Can anyone suggest the best place to mount the reed switches for sound activiation on USA Trains diesels. I use LGB track magnets and so far this has made truck mounting on a GP9 and GP30 impossible 

Many thanks

Colin


----------



## Bill Swindell (Jan 2, 2008)

I have seen them mounted under the fuel tank.


----------



## Curmudgeon (Jan 11, 2008)

I've done more than I can remember. 
Vertically on one end of the truck. 
Super glue, silicone, or hot glue. 
Just try to get the main body and not the top and bottom plates. 
I use the round ones that come with Phoenix, sometimes grind a small flat on one side. 
Wires will go though the same hole as motor/power leads if you put them on that end. 
Just leave lots of extra inside so you can pull the truck down for maintenance. 

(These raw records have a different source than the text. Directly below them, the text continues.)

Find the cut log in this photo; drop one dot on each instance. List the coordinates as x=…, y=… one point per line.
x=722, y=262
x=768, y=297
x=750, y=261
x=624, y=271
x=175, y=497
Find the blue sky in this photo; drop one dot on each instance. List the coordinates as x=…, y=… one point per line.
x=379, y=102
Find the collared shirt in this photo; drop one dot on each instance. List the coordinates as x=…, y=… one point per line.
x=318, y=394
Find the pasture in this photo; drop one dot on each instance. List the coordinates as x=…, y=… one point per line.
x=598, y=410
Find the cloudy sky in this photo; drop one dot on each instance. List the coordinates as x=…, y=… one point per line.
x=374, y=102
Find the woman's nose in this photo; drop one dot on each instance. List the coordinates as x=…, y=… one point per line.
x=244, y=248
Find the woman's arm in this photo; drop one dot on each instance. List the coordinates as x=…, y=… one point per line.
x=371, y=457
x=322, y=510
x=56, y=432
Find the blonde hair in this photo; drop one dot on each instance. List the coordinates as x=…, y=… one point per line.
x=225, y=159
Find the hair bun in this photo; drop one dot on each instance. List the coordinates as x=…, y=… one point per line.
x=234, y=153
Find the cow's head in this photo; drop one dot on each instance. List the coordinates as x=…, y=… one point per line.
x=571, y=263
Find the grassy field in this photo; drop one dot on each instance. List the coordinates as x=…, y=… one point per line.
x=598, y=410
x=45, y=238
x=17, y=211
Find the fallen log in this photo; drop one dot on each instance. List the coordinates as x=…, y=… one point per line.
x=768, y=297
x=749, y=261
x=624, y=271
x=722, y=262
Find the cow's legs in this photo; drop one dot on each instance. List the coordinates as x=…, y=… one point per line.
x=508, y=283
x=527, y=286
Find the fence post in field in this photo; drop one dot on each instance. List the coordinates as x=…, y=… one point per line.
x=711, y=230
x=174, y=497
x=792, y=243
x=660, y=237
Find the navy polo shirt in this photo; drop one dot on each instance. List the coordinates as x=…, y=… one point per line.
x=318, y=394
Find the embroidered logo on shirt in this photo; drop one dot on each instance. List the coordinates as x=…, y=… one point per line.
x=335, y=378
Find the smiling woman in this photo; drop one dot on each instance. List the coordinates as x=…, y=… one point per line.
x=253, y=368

I've seen folks put them inside the fuel tank, but that only works on straight track.


----------



## Del Tapparo (Jan 4, 2008)

No experience with diesels, but I always mount mine under the trucks, horizontally. That puts the reed switch down where they should be (just over the top of the rail) and out of sight. This usually requires some sort of minor mounting bracket made of styrene or wood. Then I glue the reed switch to that.


----------



## Curmudgeon (Jan 11, 2008)

Del- 
On the USA units, insufficient room under the bottom cover to get anything mounted. 
Glass, yes, but if you derail, you break the glass.


----------



## noelw (Jan 2, 2008)

*We have mounted all of our small glass reeds on USA and Aristo recessed in the fuel tank. We used a Dremal and grooved out a slot in the fuel tank for them to set in, then put vinyl tape over them and painted. 
Like Curmudgeon said.. Glass reed will get busted if now protected. We found out the hard way and had to change them out and now we recess them. 
Reason for installing them on the fuel tanks is that we use both outside of the rails with a small mag and one in the center of the rails.. This give us the key for the Bells & Horn on outside of tracks. 
The Dynamic brake is the center reed. This works great when going down hill and drifting. 
Our Steam Eng. have Reeds set up on end. (They look like ADT door enclosed package SW.reeds.) We mount them on the tender trucks, between the wheels.. 
Anyway just an idea.. We don't like to have anything showing so that's why we recess them in the tanks to give them protection when derailing .. 
"Course we never derail .... We're just not use to all of the hp . and wheels jump up off of the tracks with all of the torque with touchy heavy hand throttle. " ya right. laf.







*


----------



## Colin Stewart (Jan 28, 2008)

Thank-you all for the helpful responses.

Cheers

Colin


----------